Hyperestrogenism

Hyperestrogenism
Specialty	Endocrinology

Hyperestrogenism, hyperestrogenic state, or estrogen excess, is a medical condition characterized by an excessive amount of estrogenic activity in the body.[1]

Signs and symptoms

Signs of hyperestrogenism may include heightened levels of one or more of the estrogen sex hormones (usually estradiol and/or estrone), lowered levels of follicle-stimulating hormone and/or luteinizing hormone (due to suppression of the hypothalamic–pituitary–gonadal axis by estrogen), and lowered levels of androgens such as testosterone (generally only relevant to males).[1] Symptoms of the condition in women may consist of menstrual irregularities, amenorrhea, abnormal vaginal bleeding, and enlargement of the uterus and breasts.[1][2] It may also present as isosexual precocity in children[1][2] and as hypogonadism, gynecomastia, feminization, impotence, and loss of libido in males.[3] If left untreated, hyperestrogenism may increase the risk of estrogen-sensitive cancers such as breast cancer later in life.

Causes

Hyperestrogenism can be caused by ovarian tumors,[2] genetic conditions such as aromatase excess syndrome (also known as familial hyperestrogenism), or overconsumption of exogenous sources of estrogen, including medications used in hormone replacement therapy and hormonal contraception.[3] Liver cirrhosis is another cause, though through lowered metabolism of estrogen, not oversecretion or overconsumption like the aforementioned.
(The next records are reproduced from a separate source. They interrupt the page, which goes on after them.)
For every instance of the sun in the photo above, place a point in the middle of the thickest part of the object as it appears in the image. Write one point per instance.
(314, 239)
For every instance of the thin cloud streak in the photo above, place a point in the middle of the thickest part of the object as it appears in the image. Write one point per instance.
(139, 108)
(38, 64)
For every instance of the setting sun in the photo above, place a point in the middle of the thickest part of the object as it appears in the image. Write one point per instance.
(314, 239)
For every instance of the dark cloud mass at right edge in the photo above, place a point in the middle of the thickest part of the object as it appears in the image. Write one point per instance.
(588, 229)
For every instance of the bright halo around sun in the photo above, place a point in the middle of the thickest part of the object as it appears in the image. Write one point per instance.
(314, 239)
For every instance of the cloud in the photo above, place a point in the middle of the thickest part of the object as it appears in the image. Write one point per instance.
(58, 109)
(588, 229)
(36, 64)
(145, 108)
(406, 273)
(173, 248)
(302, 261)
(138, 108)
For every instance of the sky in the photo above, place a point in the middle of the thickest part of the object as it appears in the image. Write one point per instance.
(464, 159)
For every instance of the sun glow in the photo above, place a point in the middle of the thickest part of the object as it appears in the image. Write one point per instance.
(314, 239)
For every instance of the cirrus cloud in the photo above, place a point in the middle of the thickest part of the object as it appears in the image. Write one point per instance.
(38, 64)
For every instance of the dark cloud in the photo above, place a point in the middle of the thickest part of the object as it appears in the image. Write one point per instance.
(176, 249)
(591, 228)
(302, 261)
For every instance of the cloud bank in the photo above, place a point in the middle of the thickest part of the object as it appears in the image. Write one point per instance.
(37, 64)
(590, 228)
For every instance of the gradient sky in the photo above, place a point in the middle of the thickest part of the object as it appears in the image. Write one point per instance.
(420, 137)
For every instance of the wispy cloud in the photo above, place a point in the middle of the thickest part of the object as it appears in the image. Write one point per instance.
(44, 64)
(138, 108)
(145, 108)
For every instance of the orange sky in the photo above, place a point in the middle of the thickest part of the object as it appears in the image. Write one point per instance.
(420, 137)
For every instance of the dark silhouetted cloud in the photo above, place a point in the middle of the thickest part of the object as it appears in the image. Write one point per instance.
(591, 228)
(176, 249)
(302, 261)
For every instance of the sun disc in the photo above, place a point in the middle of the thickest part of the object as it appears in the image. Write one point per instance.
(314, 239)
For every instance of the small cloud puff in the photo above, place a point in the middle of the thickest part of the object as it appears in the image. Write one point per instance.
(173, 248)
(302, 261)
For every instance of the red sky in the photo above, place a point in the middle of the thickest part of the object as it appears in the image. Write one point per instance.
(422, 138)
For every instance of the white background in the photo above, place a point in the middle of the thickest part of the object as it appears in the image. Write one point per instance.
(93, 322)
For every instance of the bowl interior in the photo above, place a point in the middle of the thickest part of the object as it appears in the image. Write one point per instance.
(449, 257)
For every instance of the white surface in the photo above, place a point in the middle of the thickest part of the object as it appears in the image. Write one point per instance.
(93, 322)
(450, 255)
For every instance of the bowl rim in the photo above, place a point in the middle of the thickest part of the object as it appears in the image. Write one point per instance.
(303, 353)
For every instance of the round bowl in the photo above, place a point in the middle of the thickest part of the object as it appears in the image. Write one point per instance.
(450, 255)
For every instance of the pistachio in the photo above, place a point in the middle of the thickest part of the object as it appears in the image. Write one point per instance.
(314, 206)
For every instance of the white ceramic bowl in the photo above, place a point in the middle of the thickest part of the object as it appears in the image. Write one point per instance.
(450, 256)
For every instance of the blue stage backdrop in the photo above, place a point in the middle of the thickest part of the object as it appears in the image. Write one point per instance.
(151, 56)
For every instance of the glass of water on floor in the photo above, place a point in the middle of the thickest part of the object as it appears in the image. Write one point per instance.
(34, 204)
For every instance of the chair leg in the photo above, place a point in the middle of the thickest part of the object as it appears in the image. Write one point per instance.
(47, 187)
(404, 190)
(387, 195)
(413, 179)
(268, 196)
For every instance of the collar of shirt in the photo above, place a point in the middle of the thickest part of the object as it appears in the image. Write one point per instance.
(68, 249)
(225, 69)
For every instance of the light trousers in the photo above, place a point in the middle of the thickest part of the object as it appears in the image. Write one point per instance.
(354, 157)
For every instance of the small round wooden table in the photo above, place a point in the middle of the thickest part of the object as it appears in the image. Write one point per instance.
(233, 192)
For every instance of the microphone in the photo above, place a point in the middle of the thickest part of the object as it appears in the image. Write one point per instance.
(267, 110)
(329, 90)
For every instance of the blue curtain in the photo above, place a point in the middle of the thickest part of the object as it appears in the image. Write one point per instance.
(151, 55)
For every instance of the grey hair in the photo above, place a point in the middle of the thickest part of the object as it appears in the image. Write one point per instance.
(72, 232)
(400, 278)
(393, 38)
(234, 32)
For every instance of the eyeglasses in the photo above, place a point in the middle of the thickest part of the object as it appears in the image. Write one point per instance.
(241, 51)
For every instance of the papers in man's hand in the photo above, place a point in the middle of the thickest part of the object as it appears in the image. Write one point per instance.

It's necessary to know that exists two kind of hyperestrogenism: Absolute (more concentration than usual of estrogen) and relative (we can have a normal concentration of estrogen, but it's higher with respect to progesterone). An example of absolute hyperestrogenism could be: persistent follicles that later undergo atresia without ovulating; and the example of relative hyperestrogenism: luteal insufficiency.

Diagnosis

Treatments

Treatment may consist of surgery in the case of tumors,[1] lower doses of estrogen in the case of exogenously-mediated estrogen excess, and estrogen-suppressing medications like gonadotropin-releasing hormone analogues and progestogens. In addition, androgens may be supplemented in the case of males.

References

Norman Lavin (1 April 2009). Manual of Endocrinology and Metabolism. Lippincott Williams & Wilkins. p. 274. ISBN 978-0-7817-6886-3. Retrieved 5 June 2012.
Ricardo V. Lloyd (14 January 2010). Endocrine Pathology:: Differential Diagnosis and Molecular Advances. Springer. p. 316. ISBN 978-1-4419-1068-4. Retrieved 5 June 2012.
Lewis R. Goldfrank; Neal Flomenbaum (24 March 2006). Goldfrank's Toxicologic Emergencies. McGraw-Hill Professional. p. 443. ISBN 978-0-07-147914-1. Retrieved 5 June 2012.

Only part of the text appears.